A new generation of workers are at risk unless construction workers on plant get to grips with asbestos – Britain's biggest workplace killer.

That's the warning from HSE, which last month ran a £1.2 million, month-long campaign, revealing that a quarter of the 4,000 people dying from asbestos-related diseases each year in Britain are tradesmen such as joiners, electricians and plumbers.

HSE figures show that more than 35,000 people died from the mesothelioma (the asbestos-related cancer) between 1977 and 2007, with death rates rising at 5% year-on-year.

Steve Coldrick, HSE's asbestos programme director, points to research showing that tradesmen believe asbestos to be a historical problem – meaning they are not at risk.

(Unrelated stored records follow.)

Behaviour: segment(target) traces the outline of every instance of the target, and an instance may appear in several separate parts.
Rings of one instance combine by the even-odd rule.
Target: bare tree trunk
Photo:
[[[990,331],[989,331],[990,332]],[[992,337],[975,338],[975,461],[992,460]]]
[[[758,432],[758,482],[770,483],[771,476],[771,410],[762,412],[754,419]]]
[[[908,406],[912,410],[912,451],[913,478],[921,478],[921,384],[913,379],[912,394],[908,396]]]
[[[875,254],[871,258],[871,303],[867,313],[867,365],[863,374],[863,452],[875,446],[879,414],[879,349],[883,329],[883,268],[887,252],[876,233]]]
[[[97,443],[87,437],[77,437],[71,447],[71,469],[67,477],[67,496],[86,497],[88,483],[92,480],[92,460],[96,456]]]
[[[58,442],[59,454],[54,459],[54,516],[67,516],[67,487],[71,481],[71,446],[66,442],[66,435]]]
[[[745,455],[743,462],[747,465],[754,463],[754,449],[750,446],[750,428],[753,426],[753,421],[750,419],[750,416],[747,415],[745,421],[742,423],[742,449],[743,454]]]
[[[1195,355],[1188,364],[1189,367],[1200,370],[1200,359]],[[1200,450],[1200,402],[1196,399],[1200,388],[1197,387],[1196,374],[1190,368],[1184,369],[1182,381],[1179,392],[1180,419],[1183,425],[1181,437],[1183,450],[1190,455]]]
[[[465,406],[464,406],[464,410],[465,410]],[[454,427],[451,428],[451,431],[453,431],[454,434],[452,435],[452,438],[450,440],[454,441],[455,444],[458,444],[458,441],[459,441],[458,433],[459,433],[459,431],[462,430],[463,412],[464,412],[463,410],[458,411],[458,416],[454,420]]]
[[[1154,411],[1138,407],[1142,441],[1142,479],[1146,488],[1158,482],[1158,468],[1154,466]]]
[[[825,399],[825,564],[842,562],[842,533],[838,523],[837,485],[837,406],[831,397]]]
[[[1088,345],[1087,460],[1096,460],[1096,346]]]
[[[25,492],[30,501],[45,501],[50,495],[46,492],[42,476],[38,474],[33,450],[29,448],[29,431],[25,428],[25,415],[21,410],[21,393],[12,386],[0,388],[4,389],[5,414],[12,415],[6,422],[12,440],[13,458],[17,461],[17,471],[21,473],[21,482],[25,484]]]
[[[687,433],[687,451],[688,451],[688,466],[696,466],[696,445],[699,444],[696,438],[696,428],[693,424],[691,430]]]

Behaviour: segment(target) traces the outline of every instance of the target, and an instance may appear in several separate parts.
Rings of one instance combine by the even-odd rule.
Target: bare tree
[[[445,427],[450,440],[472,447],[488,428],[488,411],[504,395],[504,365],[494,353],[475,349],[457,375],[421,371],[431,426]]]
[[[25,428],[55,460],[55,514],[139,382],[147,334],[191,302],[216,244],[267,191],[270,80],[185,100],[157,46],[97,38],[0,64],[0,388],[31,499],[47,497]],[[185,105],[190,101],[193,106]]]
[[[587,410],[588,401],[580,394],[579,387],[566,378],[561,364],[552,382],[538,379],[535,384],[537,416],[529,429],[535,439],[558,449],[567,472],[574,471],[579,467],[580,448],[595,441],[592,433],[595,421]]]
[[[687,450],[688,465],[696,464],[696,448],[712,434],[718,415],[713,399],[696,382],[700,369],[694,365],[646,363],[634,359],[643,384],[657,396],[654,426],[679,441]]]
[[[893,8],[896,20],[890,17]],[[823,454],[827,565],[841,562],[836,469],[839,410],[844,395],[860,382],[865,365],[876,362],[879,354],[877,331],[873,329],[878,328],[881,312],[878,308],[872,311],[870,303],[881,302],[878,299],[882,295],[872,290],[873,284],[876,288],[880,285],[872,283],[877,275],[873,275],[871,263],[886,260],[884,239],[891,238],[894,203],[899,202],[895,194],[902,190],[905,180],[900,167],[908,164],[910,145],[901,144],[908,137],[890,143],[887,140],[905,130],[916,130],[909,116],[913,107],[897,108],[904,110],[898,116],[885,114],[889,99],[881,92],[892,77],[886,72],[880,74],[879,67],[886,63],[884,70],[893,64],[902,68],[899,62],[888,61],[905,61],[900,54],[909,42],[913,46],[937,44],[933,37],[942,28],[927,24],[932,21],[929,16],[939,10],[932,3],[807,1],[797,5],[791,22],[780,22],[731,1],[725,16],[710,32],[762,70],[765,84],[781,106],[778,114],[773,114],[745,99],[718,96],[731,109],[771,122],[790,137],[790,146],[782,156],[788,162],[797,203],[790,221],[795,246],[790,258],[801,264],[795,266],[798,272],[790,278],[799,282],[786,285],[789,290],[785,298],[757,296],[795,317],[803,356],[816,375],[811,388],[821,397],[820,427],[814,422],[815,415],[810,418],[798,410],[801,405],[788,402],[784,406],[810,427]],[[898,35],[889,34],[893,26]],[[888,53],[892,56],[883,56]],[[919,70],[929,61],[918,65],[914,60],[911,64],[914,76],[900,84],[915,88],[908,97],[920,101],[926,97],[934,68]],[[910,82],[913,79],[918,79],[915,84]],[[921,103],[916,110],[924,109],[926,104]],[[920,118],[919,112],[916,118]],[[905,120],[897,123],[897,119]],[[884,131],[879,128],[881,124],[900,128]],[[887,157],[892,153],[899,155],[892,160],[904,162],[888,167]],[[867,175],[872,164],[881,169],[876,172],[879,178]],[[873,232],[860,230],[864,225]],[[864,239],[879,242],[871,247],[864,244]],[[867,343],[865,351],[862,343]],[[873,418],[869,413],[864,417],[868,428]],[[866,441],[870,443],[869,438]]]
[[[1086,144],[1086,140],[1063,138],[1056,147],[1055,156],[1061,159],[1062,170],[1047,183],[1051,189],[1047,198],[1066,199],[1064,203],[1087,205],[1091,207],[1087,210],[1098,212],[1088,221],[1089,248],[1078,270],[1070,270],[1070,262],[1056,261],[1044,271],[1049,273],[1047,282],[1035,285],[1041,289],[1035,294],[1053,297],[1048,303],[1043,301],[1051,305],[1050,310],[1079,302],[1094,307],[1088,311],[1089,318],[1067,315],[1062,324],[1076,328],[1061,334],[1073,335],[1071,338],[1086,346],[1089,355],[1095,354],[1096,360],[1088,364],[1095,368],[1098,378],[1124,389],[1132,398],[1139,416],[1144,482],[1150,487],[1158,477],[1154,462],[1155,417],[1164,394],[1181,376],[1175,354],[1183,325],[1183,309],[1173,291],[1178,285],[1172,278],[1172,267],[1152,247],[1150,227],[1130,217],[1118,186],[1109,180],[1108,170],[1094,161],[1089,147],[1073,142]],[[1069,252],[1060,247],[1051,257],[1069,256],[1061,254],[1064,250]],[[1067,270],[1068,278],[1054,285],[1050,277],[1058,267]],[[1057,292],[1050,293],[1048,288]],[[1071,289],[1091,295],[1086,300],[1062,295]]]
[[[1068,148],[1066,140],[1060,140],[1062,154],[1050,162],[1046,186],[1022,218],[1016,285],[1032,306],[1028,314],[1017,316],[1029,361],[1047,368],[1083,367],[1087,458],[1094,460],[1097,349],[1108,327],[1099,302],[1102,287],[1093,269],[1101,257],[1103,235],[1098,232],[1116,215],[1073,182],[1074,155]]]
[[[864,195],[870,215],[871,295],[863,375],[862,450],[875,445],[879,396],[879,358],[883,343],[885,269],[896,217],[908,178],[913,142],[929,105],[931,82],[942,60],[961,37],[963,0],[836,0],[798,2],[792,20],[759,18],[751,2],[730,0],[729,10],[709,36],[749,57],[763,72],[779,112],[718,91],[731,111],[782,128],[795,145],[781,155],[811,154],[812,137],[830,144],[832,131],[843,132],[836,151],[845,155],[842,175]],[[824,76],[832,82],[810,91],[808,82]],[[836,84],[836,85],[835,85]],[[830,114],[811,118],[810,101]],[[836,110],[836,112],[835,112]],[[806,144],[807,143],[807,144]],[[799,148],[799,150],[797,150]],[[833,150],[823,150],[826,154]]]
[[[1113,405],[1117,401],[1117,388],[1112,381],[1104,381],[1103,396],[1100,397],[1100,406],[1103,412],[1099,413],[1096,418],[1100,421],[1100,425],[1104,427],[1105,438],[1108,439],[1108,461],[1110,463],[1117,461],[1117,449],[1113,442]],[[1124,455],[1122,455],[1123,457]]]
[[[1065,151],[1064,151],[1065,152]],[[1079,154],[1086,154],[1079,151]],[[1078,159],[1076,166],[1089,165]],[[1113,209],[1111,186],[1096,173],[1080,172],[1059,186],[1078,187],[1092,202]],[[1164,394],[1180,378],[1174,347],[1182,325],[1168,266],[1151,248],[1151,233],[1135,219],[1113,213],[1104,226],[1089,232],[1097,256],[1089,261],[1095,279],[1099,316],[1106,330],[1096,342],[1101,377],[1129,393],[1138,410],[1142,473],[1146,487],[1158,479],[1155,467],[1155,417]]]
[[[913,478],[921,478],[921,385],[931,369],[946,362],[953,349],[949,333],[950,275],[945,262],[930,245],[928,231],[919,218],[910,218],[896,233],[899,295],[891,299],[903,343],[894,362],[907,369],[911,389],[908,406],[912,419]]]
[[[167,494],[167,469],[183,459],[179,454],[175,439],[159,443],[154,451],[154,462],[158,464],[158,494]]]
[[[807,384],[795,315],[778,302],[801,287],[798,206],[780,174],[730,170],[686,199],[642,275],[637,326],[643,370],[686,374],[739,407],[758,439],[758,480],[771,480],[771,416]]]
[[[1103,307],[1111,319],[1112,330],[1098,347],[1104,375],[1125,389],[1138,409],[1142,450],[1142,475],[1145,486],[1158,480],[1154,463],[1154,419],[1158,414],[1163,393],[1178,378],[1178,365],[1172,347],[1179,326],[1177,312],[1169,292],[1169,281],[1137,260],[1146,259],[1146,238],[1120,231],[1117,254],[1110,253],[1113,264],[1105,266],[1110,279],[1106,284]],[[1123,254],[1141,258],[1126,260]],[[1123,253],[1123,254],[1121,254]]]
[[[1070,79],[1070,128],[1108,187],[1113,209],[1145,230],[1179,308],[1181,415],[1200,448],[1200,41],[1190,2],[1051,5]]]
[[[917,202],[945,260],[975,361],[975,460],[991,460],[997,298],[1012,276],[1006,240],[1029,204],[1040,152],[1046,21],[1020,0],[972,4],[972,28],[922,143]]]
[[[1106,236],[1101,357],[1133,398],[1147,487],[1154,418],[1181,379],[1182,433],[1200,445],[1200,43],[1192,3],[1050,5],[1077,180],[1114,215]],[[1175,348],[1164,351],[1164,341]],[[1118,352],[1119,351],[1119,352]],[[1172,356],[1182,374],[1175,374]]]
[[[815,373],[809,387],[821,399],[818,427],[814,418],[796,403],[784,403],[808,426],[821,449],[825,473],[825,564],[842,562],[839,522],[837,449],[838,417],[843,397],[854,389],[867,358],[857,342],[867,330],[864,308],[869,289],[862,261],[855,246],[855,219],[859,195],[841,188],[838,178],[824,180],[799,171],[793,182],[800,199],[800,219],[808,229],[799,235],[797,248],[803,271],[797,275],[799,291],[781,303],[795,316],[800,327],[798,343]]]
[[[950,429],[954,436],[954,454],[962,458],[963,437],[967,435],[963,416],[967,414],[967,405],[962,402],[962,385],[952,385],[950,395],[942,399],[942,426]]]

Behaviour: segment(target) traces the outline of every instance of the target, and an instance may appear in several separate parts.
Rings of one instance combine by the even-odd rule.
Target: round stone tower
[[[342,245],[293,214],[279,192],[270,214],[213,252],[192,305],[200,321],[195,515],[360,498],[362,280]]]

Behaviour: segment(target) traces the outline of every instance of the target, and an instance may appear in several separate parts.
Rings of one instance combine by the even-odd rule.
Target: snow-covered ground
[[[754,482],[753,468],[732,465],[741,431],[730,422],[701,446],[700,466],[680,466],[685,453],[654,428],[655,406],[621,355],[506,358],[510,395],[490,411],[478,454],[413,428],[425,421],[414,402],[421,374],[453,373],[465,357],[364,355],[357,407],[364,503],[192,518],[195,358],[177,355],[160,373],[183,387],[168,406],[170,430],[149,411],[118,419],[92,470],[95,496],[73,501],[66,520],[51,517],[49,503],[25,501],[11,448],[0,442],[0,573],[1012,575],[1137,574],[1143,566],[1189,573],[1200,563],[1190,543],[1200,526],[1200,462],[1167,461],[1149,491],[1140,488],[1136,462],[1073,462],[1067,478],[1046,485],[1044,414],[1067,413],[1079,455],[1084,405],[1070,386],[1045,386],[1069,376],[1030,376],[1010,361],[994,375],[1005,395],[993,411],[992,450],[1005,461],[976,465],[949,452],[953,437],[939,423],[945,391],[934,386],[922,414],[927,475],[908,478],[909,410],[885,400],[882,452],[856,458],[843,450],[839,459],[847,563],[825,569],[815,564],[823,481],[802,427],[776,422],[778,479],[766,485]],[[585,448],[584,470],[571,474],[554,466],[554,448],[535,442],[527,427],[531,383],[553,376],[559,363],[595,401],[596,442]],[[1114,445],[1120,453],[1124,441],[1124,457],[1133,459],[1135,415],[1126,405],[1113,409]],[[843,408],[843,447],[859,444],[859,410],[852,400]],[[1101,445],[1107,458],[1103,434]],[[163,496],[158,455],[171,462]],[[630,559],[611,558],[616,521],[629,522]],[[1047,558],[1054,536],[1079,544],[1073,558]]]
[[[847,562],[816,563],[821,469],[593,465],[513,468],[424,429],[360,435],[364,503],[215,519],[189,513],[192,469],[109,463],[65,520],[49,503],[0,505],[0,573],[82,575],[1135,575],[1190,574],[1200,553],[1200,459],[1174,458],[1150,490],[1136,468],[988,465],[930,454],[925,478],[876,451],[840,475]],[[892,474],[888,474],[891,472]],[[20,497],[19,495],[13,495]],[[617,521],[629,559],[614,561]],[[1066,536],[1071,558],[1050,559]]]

"We can educate today's workforce about the risks and what action they need to take to protect themselves from this deadly dust. If tradesmen are not sure whether there is asbestos present, they should stop and check," says Coldrick.

The campaign was backed by the TUC, trade unions, trade associations, training organisations, charities and victim support groups. Brendan Barber, general secretary of the TUC, says: "Asbestos cannot be written off as a 20th century problem. We owe it to the memory of those whose lives have been cut short to get the message through to today's workers."